Toibin explores twentieth century history through the prism of the Mann family. Rather than going over familiar historical ground, the culture, history and society of the times are revealed via the lives of the Mann family, in particular through the eldest children, Erika and Klaus, who in the nineteen thirties live the kind of lives that was unimaginable to Thomas Mann himself; they were free to socialise widely and explore their sexuality openly. It's as much their story as it is Thomas Mann's. The same can be said for Katia, and some of the other children, such as the resolute Golo, who after Thomas Mann's death became a historian. The character studies are superb and we are also treated to many cameos of famous authors and prominent historical figures, such as Einstein and the writers W. H. Auden and Christopher Isherwood, who are both treated to some of Mann's withering German wit. The novel also provides great insight into what it is like to live in exile and to be alienated from your own homeland. The Mann's personal pain regarding what happened in Germany is rendered palpable. Once again, The Magician is not for everyone, but it stands as a brilliant achievement by Toibin that makes you want to explore the writings of Mann, which is actually something I'm yet to do.

Monday 6 December 2021

The Hydrogen Sonata - Iain M. Banks (2012)


Rating: Excellent

Well, that certainly was fun. I'd read that the last two Culture novels were not as good as the earlier ones, however The Hydrogen Sonata, the last, unfortunately, due to the author's death in 2013, is no slouch when it comes to Culture driven thrills. The novel is flawed, in that, as usual, Banks can really take a long time to get to the point, both when putting a plot together and during certain scenes in which dialogue or extrapolation is lengthy, however to many this is part of the attraction, including myself. Other than Banks' usual stylistic predilections, The Hydrogen Sonata is quality science fiction. The principal theme of the novel is the concept of subliming, when an advanced species has been around long enough and has achieved enough that it can move on to a higher reality. In the novel this is helpfully described as a limitless lucid dream state existence. The humanoid Gzilt, who once could have joined in on setting up the Culture, are set to sublime, however some have their doubts and there is a possibility that their holy book, The Gzilt Book of Truth, which ultimately directed them to this point, is all a pack of lies.

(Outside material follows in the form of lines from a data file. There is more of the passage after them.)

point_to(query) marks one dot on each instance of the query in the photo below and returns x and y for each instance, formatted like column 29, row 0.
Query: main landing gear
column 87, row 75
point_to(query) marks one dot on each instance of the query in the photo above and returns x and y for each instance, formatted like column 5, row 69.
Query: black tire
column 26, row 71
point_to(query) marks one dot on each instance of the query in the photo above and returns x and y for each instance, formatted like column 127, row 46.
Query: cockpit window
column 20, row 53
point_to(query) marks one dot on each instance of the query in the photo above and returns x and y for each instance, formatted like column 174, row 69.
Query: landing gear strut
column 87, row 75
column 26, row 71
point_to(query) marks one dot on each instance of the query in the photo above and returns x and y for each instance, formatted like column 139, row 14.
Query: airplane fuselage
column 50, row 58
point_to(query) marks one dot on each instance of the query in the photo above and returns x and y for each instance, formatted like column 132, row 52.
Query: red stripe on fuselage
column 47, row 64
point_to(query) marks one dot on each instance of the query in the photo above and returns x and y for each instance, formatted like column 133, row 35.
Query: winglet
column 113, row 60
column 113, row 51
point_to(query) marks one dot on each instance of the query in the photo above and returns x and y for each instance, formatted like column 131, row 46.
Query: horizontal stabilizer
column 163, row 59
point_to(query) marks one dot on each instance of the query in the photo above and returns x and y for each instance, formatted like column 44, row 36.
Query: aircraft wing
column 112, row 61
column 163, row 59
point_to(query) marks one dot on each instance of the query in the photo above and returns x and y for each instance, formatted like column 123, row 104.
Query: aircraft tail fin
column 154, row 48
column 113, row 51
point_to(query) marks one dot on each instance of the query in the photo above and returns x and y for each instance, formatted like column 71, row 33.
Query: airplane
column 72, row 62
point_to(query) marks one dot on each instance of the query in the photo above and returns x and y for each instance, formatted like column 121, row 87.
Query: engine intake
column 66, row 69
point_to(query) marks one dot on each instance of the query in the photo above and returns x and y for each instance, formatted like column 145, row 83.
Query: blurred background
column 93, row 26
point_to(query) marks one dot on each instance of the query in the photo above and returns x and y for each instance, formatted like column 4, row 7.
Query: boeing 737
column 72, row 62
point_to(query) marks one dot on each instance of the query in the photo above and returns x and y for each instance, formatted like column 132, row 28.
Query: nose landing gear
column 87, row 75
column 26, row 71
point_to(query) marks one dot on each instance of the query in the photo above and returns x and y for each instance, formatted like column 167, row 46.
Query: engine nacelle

The Culture becomes very interested in whether the Gzilt are about to sublime under false pretences, as are two opposing factions of the Gzilt. Enter Vyr Cossont, an eccentric Gzilt women who sports an extra pair of arms so she can play T. C. Vilabier's 26th String-Specific Sonata For An Instrument Yet To Be Invented - 'The Hydrogen Sonata', on an instrument called an eleven string. Cossont is asked to look for Ngaroe QiRia, an extremely long-lived man who should have memories of when the Book of Truth was introduced to the Gzilt. This is a typical Banks premise, as is the clever humour and the legion of Culture ship Minds who band together to try and solve the mystery. I enjoyed the Minds in this Culture novel much more than in other some of the other books in the series, I'm not sure exactly why, but their personalities and motives seem much more tangible. The novel is ultimately nicely paced, once you get used to Banks' style of course, but where he really excels, as usual, is in the many set pieces that show off what was an exceptionally creative imagination. One of the best being the scenes on a Gzilt party ship, travelling through an immense tunnel within a circular habitat, partying hard for five years until the subliming, most notably when Cossont meets the chief partier, a body artist called Ximenyer, who features forty eight penises all over his body. Enough said, perhaps, except to say that The Hydrogen Sonata did not disappoint and Banks was at the height of his considerable powers nearing his premature death. It's such a pity he is no longer with us, as I'm sure he had many more Culture novels left to write.